On 8 and 9 May 2012 the High Court will hear a judicial review test case brought by family members of the 24 unarmed men brutally massacred by British soldiers in 1948 at the village of Batang Kali, Malaya.

The family members are seeking a public inquiry or other effective, independent investigation into what happened at Batang Kali, its misrepresentation as lawful and justified by British officials, and the active steps taken to suppress the truth. They will ask the High Court to quash decisions of the Secretaries of State for Defence and Foreign and Commonwealth Affairs refusing both that inquiry and investigation.
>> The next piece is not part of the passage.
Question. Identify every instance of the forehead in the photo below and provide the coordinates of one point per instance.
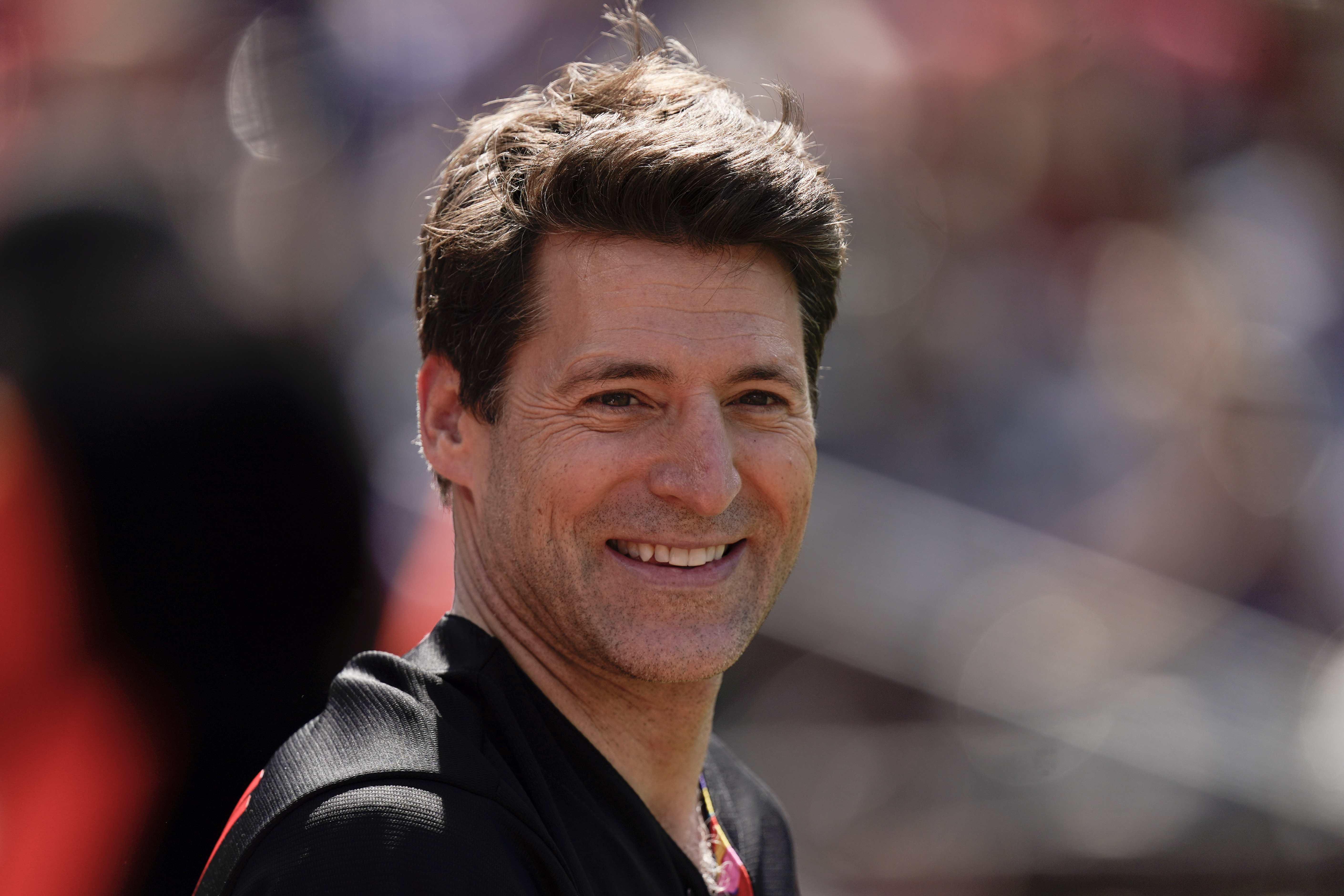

There will be a press conference at 10.30 AM next Bank Holiday Monday, 7 May 2012, at Bindmans  LLP, 4th Floor, 236 Gray’s Inn Road, London with several of the surviving family members, including two who were present as children when the massacre began, their Malaysian and UK-based lawyers and the authors of Slaughter and Deception and Batang Kali.
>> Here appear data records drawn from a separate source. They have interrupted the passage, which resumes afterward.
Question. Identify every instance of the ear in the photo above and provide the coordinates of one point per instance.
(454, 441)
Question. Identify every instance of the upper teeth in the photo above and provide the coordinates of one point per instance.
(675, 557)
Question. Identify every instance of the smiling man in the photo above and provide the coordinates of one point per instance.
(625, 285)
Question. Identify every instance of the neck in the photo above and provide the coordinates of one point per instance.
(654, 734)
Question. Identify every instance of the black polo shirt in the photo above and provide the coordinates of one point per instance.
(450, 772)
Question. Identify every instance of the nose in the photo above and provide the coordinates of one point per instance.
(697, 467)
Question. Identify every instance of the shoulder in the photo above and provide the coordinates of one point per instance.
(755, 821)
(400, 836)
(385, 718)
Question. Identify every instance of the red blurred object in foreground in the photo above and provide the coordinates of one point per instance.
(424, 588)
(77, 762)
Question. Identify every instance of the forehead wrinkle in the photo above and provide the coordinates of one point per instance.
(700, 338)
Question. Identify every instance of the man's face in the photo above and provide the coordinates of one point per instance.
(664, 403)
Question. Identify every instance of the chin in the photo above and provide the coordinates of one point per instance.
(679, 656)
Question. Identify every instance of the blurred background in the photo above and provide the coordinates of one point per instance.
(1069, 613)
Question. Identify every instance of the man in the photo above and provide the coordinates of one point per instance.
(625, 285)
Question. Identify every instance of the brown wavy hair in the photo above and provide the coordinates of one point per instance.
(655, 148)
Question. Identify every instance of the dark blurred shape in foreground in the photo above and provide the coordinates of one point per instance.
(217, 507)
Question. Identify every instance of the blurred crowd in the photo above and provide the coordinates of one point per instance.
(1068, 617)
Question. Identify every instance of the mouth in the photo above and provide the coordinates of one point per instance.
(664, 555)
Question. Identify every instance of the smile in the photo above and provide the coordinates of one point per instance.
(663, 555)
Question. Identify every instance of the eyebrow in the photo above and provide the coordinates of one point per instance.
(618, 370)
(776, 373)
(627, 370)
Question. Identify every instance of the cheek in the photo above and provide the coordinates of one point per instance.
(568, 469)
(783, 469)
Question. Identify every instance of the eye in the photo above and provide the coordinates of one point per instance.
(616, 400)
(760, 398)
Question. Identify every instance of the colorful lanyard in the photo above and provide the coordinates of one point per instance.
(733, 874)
The trial itself begins at 9.30 am on 8 May 2012 in the Royal Courts of Justice, The Strand. Given the importance of the case it will be heard by a Divisional Court (comprising a Lord Justice of Appeal and an experienced High Court Judge).

Notes for editors:-

1. The case (R (Chong Nyok Keyu & Others) v Secretaries of State for Foreign and Commonwealth Affairs and Defence - CO/1827/2011) is a judicial review of the refusal to hold an inquiry or properly investigate. The families are not asking the Court to award them compensation.

2. Present at the press conference will be:

• Loh Ah Choi, the second claimant in the judicial review case – his uncle Loh Kit Lin, a student, was shot in the stomach on 11 December 1948 then  ‘finished off’ as he lay wounded on the ground. Loh Ah Choi was being taken away by lorry with other women and children from the village as 23 male villagers were walked from the village huts and executed;

• Chong Koon Ying - also present in the village as a child;

• Lim Ah Yin – a further witness who was age 11 when the killings took place;

• Ian Ward and Norma Miraflor - authors of Slaughter and Deception and Batang Kali , a detailed expose of the killings and their cover up;

• Quek Ngee Meng and Firoz Hussein - Malaysian based lawyers involved in the Action Committee Condemning the Batang Kali Massacre (http://batangkalimassacre.wordpress.com/);

• John Halford of Bindmans LLP, one of the families’ UK-based lawyers.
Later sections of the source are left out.